In statistics, exploratory Data Analysis is a way to studying large data sets to summarize them, often in visual forms. A mathematical model is usually used, and generally EDA is used for seeing just what the data is able to tell us about the sample. It is important to be aware of the differences between descriptive and predictive EDA.
Descriptive data may include observations, like numbers of cows at a dairy farm, but they don’t indicate whether or not a cow will be fertile at any given time. If this were used as a predictive measure, then a prediction could be made by using the expected number of cows in the field at any given time. This is not a very precise way of estimating whether or not a cow will be fertile. A prediction would also depend on the characteristics of the cows, such as the cows’ health and feeding habits.
Predictive data, however, does allow an exact measurement of the probability of a cow being fertile at a given time. It is based on the known characteristics of the cow, including its health and feeding habits, and how it has behaved over time. This type of data, when combined with the previously mentioned descriptive data, provides a much more accurate measurement of the probability of a specific result.

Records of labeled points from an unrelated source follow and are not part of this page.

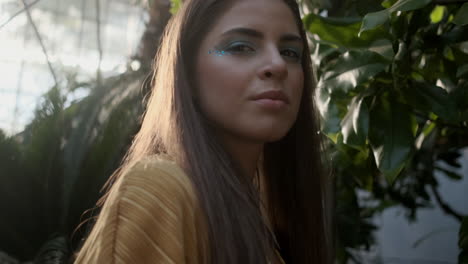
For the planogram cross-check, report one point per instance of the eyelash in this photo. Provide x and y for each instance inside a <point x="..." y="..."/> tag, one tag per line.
<point x="244" y="48"/>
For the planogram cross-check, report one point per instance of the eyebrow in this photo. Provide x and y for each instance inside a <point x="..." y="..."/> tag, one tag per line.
<point x="288" y="37"/>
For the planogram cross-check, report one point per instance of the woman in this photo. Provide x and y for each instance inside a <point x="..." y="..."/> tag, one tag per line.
<point x="226" y="167"/>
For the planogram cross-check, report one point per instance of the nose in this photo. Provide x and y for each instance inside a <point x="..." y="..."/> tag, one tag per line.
<point x="274" y="66"/>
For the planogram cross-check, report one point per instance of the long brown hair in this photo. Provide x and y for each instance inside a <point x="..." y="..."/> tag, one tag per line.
<point x="295" y="182"/>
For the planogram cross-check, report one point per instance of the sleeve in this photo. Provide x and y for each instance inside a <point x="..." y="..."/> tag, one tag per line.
<point x="141" y="221"/>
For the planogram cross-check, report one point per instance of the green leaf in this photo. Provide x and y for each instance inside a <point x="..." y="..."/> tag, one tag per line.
<point x="461" y="18"/>
<point x="390" y="136"/>
<point x="373" y="20"/>
<point x="352" y="69"/>
<point x="437" y="14"/>
<point x="463" y="241"/>
<point x="355" y="125"/>
<point x="342" y="31"/>
<point x="431" y="98"/>
<point x="463" y="70"/>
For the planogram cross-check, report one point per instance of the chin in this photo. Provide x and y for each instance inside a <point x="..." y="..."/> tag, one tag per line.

One example of a predictive model for EDA can be a mathematical model that is used to evaluate the relationship between a person’s height and weight, or between a person’s age and his or her height. Using the model, we can determine whether a person is underweight or overweight based on the characteristics of his or her body. The model also allows us to measure a person’s growth rates over the years and see whether a person’s growth rate is changing over the years. As these data are collected and analyzed over time, the model helps us to determine whether the pattern of changes in a person’s growth rate is likely to continue.
Another example of a model is one that shows the effect of a change in a person’s height on his or her BMI (Body Mass Index). The model allows us to make predictions about how the person’s BMI is likely to change as he or she grows taller. If the predictions prove correct, then a person should have a smaller amount of excess body fat or be able to lose weight as his or her height increases. If the predictions prove incorrect, then the model may provide evidence that the person may need to start or stop exercise or weight loss programs, or perhaps even change diet.
A third example of a predictive model can be a model that looks at the relationship between a person’s smoking habit and his or her heart rate. The model looks at the rate at which the heart beats as the person is smoking, and then calculates how much of that rate will be contributed to smoking. Again, if the model indicates that the smoker will be healthier than someone who doesn’t smoke, then the smoker will benefit from quitting smoking.
As with any model, the model should be tested carefully. However, there is no scientific test or set of rules as to which model will work for each particular case. This is where EDA becomes valuable.
All models used in Data Analysis have been tested over time to show a pattern of consistency in results. The model is considered to be more reliable if it explains the sample better than other models, but not necessarily to the extent that a scientific test would. A model that provide the best general description of the data, and can be tested by many different types of data, may be called the best of all models.